Vladimir Safatle Correio Braziliense
Brasília, domingo, 25 de março de 2001 • Página Inicial

Entre o Equívoco e a Ambigüidade

Vladimir Safatle
Especial para o Correio

Sartre e Merleau-Ponty

A história, todo mundo conhece. É a história de uma das brigas que marcaram o percurso do mundo intelectual do século 20. E o motor da briga não poderia ser outro: o interminável conflito sobre a relação entre os intelectuais e o engajamento. Motor aparente, diga-se de passagem, pois ele escondia duas concepções radicalmente dissimétricas da filosofia na sua relação tensa com a efetividade: estas sim as causas da ruptura entre Jean-Paul Sartre e Maurice Merleau-Ponty.

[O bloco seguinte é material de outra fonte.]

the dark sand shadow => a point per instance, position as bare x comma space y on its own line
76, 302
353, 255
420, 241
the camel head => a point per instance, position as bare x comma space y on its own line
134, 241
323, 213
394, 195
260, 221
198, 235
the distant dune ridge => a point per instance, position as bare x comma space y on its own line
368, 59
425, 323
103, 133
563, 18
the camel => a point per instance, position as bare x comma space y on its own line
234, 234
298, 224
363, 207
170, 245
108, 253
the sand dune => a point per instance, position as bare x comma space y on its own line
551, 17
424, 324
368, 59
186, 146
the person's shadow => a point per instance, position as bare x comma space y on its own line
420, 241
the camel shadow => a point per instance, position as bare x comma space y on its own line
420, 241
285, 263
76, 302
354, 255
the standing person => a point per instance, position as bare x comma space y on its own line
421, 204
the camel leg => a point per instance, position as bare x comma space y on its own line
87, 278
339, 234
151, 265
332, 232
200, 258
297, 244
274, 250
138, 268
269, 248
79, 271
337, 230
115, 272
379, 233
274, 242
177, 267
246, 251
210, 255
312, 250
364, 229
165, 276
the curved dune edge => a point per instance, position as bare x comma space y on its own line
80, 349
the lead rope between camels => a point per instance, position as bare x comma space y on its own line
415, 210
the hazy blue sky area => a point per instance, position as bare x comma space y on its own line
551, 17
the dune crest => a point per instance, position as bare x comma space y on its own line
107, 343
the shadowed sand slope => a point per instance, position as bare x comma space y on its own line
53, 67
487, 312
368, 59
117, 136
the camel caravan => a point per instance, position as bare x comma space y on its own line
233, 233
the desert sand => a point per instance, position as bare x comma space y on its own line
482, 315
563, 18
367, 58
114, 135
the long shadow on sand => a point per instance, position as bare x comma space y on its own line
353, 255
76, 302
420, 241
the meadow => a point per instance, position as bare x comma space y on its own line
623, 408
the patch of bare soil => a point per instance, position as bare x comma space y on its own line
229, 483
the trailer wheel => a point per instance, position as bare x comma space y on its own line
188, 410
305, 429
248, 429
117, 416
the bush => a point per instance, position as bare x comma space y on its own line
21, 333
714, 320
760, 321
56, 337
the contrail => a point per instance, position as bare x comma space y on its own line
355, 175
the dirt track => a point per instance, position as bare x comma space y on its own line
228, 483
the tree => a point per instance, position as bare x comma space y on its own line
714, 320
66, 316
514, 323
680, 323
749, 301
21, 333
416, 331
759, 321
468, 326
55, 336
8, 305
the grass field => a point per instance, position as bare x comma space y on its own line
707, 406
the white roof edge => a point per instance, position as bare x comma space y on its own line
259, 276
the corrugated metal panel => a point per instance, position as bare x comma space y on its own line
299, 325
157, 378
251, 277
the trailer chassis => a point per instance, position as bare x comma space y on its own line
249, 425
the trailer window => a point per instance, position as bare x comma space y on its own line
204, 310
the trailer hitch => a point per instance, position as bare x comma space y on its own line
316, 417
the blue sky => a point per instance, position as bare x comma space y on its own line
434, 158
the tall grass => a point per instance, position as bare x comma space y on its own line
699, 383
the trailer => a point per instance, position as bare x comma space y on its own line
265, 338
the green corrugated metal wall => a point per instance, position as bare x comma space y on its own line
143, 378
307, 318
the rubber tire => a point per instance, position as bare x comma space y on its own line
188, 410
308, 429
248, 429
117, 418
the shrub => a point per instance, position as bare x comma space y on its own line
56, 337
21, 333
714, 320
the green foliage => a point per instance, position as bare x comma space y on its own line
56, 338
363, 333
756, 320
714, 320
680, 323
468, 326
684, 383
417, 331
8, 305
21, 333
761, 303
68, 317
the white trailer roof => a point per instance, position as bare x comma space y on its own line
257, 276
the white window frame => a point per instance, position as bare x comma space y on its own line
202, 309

Agora, todo o embate volta à tona devido ao lançamento de Parcours deux 1951-1961 (Ed. Verdier, 315 páginas, FF 120,00); segundo volume de uma coletânea de artigos e textos quase perdidos de Merleau-Ponty. Lá, encontramos textos sobre a relação entre fenomenologia e a psicanálise, sobre o conceito de natureza em Edmund Husserl mas, principalmente, três longas cartas inéditas trocadas em 1953 entre os dois filósofos e que selaram de vez um futuro de desencontros. Para completar, entrevista concedida por Merleau-Ponty alguns anos antes de sua morte em que ele evoca o que havia restado de lembranças do amigo antigo.

Mas alguém poderia perguntar: quanto vale resgatar uma pendenga que já tem 50 anos e que remonta a uma época longínqua na qual o problema maior consistia em saber se valia a pena aderir ou não ao PC? Época na qual o mundo era dividido entre os comunistas e os defensores da liberdade, da família e dos filmes de espionagem norte-americanos. Por que voltar a tudo isto depois da morte anunciada dos intelectuais, de as utopias terem virado tema de exposição de museu e de o advento da sociedade do espetáculo ter se consolidado?.

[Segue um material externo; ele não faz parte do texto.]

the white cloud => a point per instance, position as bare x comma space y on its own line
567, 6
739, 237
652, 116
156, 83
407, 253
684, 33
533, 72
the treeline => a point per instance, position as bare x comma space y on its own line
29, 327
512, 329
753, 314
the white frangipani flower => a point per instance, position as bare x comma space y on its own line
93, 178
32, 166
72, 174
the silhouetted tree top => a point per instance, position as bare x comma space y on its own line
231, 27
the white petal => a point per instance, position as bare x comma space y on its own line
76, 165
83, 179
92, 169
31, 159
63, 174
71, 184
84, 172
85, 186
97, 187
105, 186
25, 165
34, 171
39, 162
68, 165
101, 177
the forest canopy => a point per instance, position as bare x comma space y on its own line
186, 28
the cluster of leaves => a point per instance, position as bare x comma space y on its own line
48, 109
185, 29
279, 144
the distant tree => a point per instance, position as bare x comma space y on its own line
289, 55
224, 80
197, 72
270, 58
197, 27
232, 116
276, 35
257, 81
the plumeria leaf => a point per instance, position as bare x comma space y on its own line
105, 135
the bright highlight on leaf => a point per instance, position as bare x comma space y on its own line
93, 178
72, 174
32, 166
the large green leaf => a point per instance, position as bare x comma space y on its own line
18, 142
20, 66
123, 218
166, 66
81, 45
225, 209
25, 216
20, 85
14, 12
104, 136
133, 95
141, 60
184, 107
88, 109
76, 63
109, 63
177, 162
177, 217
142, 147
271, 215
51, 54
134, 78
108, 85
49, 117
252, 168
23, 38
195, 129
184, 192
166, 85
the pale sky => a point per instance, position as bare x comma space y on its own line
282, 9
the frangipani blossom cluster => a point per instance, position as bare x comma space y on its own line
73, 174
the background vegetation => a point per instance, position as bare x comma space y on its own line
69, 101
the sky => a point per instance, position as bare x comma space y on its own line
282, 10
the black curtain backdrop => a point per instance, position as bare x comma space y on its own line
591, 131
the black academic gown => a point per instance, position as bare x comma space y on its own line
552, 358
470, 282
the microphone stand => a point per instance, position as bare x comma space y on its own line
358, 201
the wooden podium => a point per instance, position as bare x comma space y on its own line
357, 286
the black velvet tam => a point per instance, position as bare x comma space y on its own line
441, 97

A estes, devemos lembrar que o pensamento do século 20 ainda deve acertar contas com o balcão da história. E é bem possível que apenas agora tais contas possam ser cobradas em uma moeda que não seja, como dizia Malarmé, daquelas que se passa de mão em mão em silêncio e cujo verso e anverso estão totalmente desgastados. Só assim poderemos identificar qual tipo de engajamento político é conveniente ao nosso tempo.

A princípio, a modalidade atual de engajamento está acertada. Cabe aos intelectuais responsáveis falar sobre moral na última página dos jornais, deplorar com amargura as guerras e os conflitos, pregar a tolerância, dar explicações históricas que fazem as causas dos impasses contemporâneos remontarem ao neolítico (como aquelas que tentavam explicar o problema no Kosovo por meio de ódio racial milenar), escrever alguns artigos sobre os 'excessos' do estágio atual do capitalismo, louvar o multiculturalismo como forma máxima de aceitação da diferença, e por aí vai. O figurino é claro e inofensivo.

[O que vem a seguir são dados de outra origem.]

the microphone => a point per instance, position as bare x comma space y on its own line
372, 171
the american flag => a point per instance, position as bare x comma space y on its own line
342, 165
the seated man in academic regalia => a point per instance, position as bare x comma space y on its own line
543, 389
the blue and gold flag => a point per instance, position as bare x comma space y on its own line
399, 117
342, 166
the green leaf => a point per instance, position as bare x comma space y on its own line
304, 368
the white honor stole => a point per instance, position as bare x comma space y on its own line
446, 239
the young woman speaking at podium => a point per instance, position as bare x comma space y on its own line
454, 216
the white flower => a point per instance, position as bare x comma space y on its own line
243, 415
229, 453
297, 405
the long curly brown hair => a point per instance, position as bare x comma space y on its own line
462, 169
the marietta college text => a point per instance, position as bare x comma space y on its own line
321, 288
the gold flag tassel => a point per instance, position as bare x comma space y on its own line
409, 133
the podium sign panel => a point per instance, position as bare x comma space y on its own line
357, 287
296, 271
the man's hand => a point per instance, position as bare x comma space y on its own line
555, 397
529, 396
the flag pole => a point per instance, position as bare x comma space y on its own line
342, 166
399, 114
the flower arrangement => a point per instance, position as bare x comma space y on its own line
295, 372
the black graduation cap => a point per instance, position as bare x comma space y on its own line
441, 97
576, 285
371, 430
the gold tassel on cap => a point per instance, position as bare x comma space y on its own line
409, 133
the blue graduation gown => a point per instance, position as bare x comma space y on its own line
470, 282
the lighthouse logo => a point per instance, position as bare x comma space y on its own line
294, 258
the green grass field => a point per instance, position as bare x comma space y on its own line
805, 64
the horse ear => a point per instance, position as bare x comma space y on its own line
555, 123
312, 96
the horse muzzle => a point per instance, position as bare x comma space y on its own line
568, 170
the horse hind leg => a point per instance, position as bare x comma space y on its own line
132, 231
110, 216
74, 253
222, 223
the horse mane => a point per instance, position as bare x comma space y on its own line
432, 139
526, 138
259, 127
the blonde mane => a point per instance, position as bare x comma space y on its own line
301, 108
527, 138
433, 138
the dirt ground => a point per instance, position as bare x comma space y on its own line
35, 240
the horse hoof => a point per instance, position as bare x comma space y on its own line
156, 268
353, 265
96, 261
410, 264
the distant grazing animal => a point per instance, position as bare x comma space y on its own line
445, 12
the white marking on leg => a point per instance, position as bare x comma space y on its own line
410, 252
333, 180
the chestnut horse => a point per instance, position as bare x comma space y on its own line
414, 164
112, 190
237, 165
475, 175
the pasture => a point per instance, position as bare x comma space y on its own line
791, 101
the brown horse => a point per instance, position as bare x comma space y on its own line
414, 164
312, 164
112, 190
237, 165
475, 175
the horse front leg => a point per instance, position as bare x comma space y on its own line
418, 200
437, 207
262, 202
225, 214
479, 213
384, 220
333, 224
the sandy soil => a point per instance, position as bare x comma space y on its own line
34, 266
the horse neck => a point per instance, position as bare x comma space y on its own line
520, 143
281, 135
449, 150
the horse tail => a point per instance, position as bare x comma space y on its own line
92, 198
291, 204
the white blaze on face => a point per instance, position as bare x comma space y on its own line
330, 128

Neste contexto, chega a ser difícil imaginar que grande parte do pensamento do século 20, seja na política, na estética ou na filosofia, acreditou poder romper com a repetição insuportável do mesmo, acabar com a neurose das relações sociais cotidianas por meio de um apelo ao real em algumas de suas múltiplas faces: luta de classes, revoluções, liberação das pulsões, novos padrões estéticos na vida cotidiana, retorno pré-reflexivo às coisas, ciência contra ideologia etc. E é bem possível que o não-diálogo entre Sartre e Merleau-Ponty possa encontrar uma de suas chaves aqui; em duas estratégias distintas para ler o real da política.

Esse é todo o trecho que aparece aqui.